Lawmakers from both chambers gathered Wednesday to lend support to a range of bills that would limit the loan size and number of installments offered by payday and auto title lenders.
"We have lost some ground, and that is why it is important to do this press conference today – we have a very unified front," said Sen. Rodney Ellis, D-Houston, standing alongside Sen. Royce West, D-Dallas, and state Rep. Tom Craddick, R-Midland. They have all filed bills aimed at regulating the payday and auto title loan industry. "We have to put this back on the front burner," Ellis added.
The press conference came on the heels of two hearings where Senate and House committees considered bills aimed at regulating loans offered by payday and auto title lenders, collectively known as credit access businesses. While advocates of the bills have derided companies for what they consider to be predatory behavior, opponents have expressed hesitation to increase state involvement that would restrict business operations in the state.
"It is a sad day in Texas when the No. 1 state in income and job creation is charging the highest rates on payday loans," Craddick said. "From 2013 to 2014, Texans have paid $2.9 billion in fees for these very high-cost loans."
Earlier Wednesday, the House Committee on Investments and Financial Services considered House Bill 3047, authored by Craddick, which would create a statewide law similar to city ordinances already in place across the state. The proposed legislation would limit loans to 20 percent of the borrower's annual income, allow for only four installments without refinancing and require a 25 percent principal payment to be made with each installment. It would also create a database, overseen by the Consumer Credit Commissioner, that would collect lender and borrower data.
Such businesses "pass cash along to the consumer with an often exorbitant fee," said J. Ross Lacy, a city councilman in Midland, testifying before the committee. "This traps consumers into a debt cycle they can never recover from."
Midland, in the heart of Craddick's district, is one of 22 Texas cities that have passed ordinances limiting loans offered by payday and auto title lenders. After the ordinance went into effect, Lacy said that five of the 18 credit access businesses went out of business.
"Under the current system, [these companies] seem to benefit more from a customer's financial failure than from a consumer's financial success," said Joe Sanchez, AARP Texas' associate state director for advocacy, adding that one in five borrowers in the state are over the age of 50.
Rob Norcross, spokesman for the Consumer Service Alliance of Texas, spoke in opposition to the bill. "The way the city ordinances are structured, it would be good for some kinds of single-payment payday loans," he said. "But the requirement that they split the loan into no more than four pieces, that is still going to be too much to pay back for some people."
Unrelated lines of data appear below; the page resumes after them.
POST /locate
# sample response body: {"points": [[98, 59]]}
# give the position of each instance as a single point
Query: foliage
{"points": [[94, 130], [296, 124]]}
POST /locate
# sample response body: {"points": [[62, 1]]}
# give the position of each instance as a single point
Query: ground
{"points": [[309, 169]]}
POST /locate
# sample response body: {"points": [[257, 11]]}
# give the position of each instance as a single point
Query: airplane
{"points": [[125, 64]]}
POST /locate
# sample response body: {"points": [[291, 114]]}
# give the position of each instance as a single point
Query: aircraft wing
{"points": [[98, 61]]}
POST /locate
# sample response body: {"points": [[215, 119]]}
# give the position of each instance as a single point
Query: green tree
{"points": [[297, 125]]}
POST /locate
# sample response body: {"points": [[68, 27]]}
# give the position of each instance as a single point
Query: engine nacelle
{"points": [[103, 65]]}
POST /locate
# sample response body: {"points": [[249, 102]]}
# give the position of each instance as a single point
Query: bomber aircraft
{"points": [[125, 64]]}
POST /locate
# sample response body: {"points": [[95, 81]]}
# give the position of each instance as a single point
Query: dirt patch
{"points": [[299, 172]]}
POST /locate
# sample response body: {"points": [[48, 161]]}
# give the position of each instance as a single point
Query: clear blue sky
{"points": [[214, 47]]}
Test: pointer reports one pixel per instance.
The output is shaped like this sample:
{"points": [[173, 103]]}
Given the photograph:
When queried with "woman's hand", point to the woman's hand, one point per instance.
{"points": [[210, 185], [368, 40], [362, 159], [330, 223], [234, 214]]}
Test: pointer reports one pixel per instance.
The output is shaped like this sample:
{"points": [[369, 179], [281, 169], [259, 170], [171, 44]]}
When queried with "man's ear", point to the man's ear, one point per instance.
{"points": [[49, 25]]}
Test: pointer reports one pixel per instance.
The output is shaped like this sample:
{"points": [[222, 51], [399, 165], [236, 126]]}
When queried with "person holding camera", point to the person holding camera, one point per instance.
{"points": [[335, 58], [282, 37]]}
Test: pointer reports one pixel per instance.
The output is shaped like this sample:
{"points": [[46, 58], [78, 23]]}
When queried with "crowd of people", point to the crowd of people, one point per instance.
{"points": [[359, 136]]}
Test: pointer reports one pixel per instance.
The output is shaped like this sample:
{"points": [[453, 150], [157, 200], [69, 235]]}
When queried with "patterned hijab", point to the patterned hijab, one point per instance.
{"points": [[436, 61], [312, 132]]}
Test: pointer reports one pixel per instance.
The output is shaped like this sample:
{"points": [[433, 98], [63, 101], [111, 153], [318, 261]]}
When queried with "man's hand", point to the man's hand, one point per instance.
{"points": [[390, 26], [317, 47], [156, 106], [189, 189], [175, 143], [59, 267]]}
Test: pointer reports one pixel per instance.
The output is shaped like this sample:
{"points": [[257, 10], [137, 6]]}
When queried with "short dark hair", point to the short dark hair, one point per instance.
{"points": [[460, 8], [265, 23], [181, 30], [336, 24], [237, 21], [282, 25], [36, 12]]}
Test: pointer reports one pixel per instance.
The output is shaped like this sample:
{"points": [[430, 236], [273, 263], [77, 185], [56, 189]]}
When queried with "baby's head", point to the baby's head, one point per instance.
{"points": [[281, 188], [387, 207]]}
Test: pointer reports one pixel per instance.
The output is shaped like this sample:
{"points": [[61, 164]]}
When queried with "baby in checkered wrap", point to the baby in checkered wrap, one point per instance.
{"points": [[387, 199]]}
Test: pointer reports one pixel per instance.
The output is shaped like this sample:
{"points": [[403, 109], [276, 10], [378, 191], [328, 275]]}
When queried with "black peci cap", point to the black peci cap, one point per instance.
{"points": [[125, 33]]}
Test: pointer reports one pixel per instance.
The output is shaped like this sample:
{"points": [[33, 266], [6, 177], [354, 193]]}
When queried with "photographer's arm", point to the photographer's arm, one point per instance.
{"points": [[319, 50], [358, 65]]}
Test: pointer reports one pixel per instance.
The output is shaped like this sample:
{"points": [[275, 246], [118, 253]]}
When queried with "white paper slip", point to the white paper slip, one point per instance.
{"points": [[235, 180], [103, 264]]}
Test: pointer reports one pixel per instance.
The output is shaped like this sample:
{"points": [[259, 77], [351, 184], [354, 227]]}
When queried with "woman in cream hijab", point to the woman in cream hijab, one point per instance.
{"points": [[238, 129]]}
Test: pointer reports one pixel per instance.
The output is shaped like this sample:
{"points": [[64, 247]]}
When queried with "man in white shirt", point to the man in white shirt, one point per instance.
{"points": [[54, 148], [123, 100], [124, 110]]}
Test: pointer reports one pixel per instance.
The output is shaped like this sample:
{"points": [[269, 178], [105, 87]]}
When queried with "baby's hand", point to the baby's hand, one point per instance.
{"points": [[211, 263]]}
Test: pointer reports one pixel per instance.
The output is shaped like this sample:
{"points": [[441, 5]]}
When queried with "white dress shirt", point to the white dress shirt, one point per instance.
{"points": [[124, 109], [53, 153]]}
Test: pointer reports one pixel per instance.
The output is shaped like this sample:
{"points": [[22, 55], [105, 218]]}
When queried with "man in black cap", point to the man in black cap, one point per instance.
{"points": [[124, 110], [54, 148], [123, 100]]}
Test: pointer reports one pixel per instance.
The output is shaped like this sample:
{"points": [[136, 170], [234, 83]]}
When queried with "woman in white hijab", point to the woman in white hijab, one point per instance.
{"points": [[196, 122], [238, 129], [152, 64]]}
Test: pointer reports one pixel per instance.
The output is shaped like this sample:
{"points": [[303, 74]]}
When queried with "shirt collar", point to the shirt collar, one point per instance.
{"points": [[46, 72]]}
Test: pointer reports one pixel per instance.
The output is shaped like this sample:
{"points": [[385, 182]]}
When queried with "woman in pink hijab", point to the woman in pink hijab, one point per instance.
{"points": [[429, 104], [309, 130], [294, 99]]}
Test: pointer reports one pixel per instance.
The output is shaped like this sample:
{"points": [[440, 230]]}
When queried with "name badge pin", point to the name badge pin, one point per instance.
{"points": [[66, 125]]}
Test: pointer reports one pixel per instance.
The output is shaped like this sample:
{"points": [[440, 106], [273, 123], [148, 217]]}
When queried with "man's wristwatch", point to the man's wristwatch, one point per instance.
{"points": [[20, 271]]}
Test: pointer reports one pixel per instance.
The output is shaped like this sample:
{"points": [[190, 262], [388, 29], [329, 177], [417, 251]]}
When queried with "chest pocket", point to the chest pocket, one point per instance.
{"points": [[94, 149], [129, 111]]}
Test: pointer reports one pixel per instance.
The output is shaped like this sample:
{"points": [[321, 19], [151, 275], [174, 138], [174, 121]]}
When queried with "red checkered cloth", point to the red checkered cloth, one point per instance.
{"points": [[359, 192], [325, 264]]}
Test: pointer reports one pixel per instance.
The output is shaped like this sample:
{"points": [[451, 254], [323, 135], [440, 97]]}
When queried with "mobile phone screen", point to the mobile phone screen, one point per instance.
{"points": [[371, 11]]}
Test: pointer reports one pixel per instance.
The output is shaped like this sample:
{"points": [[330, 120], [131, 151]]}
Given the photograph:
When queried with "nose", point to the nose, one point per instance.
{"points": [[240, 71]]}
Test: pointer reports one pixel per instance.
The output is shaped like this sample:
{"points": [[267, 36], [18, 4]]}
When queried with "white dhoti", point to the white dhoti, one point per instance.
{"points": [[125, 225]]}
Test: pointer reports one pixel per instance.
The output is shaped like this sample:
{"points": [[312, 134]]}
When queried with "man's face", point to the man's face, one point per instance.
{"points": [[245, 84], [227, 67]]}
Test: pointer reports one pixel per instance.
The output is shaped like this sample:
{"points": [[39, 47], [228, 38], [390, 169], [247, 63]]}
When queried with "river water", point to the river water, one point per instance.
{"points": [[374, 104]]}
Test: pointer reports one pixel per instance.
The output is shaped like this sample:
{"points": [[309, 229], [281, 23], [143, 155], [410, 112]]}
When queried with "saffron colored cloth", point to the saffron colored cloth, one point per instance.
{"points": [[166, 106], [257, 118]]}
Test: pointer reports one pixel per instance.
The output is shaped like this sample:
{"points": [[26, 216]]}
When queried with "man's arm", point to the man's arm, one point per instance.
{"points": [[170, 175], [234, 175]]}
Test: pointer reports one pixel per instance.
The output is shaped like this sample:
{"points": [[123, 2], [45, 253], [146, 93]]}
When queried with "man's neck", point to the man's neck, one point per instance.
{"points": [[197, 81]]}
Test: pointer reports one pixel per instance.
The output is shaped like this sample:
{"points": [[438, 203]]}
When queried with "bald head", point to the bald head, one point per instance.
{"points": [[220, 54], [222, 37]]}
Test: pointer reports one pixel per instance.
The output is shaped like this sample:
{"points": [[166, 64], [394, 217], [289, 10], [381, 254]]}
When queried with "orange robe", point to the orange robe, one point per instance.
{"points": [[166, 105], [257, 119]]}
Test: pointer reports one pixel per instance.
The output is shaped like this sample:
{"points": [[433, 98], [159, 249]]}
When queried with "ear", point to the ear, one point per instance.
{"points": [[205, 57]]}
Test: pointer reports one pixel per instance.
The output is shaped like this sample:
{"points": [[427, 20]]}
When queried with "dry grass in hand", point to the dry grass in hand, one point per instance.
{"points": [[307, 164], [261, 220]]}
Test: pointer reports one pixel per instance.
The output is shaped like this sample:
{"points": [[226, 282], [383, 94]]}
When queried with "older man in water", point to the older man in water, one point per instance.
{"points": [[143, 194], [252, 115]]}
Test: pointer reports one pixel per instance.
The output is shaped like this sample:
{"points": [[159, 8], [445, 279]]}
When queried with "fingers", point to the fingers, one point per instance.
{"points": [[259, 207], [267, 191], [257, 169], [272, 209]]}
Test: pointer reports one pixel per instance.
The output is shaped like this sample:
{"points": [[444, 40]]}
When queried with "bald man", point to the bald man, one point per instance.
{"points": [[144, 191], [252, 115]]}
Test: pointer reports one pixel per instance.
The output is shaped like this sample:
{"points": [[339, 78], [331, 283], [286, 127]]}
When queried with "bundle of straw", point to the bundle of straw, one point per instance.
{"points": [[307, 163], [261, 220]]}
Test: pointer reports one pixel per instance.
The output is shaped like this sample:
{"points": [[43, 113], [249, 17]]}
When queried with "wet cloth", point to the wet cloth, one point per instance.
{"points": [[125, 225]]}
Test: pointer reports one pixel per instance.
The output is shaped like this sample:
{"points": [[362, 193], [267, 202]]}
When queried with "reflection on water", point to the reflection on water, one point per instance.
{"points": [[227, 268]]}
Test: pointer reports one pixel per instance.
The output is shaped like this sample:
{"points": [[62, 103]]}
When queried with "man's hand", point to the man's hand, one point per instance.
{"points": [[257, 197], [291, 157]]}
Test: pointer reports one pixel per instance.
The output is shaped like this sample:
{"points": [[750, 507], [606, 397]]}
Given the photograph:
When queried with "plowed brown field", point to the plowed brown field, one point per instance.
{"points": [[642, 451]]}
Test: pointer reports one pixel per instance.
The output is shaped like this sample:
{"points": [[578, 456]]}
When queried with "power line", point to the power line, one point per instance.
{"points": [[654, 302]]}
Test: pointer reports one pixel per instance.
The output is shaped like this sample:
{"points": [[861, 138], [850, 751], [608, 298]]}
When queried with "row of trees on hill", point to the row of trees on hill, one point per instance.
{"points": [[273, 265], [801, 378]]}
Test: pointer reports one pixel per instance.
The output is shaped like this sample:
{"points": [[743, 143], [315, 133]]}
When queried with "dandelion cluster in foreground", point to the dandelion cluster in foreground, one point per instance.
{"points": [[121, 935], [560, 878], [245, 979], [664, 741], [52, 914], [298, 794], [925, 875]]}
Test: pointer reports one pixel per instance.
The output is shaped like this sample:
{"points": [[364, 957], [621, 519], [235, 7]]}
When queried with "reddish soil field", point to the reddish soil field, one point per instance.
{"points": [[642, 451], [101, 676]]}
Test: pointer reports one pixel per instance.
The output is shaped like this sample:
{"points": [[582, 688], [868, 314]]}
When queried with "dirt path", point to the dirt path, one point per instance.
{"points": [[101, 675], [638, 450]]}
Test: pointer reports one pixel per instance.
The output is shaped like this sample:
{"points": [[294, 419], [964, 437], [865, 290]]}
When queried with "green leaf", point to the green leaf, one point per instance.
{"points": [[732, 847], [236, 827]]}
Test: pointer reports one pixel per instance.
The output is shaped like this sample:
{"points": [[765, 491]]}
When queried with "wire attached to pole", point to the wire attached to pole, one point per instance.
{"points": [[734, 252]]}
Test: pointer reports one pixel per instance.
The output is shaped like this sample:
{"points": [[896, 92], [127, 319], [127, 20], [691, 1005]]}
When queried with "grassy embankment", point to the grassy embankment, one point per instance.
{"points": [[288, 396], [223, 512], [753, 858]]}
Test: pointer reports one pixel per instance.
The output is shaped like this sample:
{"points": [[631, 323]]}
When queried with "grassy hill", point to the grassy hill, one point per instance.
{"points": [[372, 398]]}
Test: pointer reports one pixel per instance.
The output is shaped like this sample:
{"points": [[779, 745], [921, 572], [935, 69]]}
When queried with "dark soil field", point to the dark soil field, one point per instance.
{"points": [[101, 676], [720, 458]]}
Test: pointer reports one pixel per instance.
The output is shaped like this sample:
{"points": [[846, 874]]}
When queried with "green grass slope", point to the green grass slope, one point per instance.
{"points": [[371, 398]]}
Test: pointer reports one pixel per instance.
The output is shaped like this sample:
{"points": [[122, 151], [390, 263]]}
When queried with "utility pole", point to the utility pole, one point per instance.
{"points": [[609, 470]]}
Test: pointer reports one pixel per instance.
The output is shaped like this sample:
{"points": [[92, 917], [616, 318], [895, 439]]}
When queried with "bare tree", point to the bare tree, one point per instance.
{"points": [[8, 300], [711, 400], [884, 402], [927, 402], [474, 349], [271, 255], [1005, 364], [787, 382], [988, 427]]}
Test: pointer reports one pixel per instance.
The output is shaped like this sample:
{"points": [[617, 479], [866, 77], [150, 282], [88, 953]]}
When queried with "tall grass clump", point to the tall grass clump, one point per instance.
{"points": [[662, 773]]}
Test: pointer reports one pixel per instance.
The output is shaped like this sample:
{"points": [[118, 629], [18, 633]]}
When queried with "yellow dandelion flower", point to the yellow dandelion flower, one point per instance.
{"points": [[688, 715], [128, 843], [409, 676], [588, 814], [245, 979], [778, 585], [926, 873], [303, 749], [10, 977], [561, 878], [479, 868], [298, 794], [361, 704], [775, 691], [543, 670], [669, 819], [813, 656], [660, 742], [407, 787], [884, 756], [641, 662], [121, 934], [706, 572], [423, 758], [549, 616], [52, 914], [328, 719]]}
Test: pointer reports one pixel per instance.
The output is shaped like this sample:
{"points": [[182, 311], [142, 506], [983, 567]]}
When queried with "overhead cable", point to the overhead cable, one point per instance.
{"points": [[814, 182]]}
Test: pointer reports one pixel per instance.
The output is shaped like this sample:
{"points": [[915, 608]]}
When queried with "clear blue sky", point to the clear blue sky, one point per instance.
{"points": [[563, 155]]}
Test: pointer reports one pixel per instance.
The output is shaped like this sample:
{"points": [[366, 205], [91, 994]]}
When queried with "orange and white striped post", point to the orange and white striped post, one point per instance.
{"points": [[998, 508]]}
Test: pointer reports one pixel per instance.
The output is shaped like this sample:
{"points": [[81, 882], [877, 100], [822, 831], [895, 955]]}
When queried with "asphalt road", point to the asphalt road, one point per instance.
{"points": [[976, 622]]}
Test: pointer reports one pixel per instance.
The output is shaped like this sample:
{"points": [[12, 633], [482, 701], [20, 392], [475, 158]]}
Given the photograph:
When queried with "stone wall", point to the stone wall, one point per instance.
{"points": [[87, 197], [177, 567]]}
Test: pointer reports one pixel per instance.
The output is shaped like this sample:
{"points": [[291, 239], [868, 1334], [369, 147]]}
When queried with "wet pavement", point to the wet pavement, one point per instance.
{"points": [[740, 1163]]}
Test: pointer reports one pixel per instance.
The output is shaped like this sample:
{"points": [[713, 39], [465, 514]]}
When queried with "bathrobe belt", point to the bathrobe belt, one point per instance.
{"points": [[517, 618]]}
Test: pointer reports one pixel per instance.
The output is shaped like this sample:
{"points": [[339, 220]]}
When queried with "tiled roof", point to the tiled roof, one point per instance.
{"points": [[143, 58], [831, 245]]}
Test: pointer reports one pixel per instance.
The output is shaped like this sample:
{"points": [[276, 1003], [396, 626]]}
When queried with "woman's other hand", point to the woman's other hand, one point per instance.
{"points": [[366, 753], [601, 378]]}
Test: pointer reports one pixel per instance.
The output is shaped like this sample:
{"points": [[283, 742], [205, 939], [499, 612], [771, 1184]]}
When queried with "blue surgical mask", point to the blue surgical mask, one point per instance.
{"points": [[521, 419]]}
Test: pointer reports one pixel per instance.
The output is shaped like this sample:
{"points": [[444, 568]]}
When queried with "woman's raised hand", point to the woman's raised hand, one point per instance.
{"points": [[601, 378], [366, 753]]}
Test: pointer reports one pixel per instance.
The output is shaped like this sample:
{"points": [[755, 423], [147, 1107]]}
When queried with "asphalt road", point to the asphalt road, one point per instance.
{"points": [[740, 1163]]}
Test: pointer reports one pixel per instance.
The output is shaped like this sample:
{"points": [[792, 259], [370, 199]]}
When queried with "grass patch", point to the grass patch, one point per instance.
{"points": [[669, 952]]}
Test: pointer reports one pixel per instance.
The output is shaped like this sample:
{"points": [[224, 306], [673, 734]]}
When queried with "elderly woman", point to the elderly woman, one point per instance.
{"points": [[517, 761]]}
While Norcross was the only person who testified against the bill in the morning session, several committee members expressed concerns with the legislation. State Rep. Giovanni Capriglione, R-Southlake, called the establishment of a database to be used by private and state entities "intrusive," while implying that Lacy and the city of Midland were trying to impose their own model on the rest of the state.
Rep. Phil Stephenson, R-Wharton, questioned whether or not the state should play the role of protecting people from themselves.
"We have watched these products increase the time of service with the clients that we serve," said Katherine von Haefen, senior program manager at the United Way of Greater Houston. "Inevitably, these families will have a financial emergency and payday lenders pounce on the opportunity to trap these families."
"You think they force families into borrowing money from them?" asked state Rep. Dan Flynn, R-Canton. "You don't really think anyone is pouncing on anyone."
Capriglione added that he lives near an intersection with a number of Starbucks, but that they were not responsible for his behavior. "If I buy a $5 latte, that's on me," he said.
But for Janice Rivera, from Belton, the terms of the auto title loan she and her family took out were never made clear. "I am one of the people who fell into the trap," she said, speaking before the committee. "They said I misunderstood the 20 pages of paper they gave me, and as of March of this year, we had paid $2,100 in fees and had still not paid off our original $1,500 loan."
On Tuesday, the Senate Committee on Business and Commerce considered Senate Bill 121, by West, which would establish income-based loan limits and limitations on refinancing. It also considered Senate Bill 92, by Ellis, which is a companion bill to the legislation filed by Craddick.
All bills are currently pending in committee.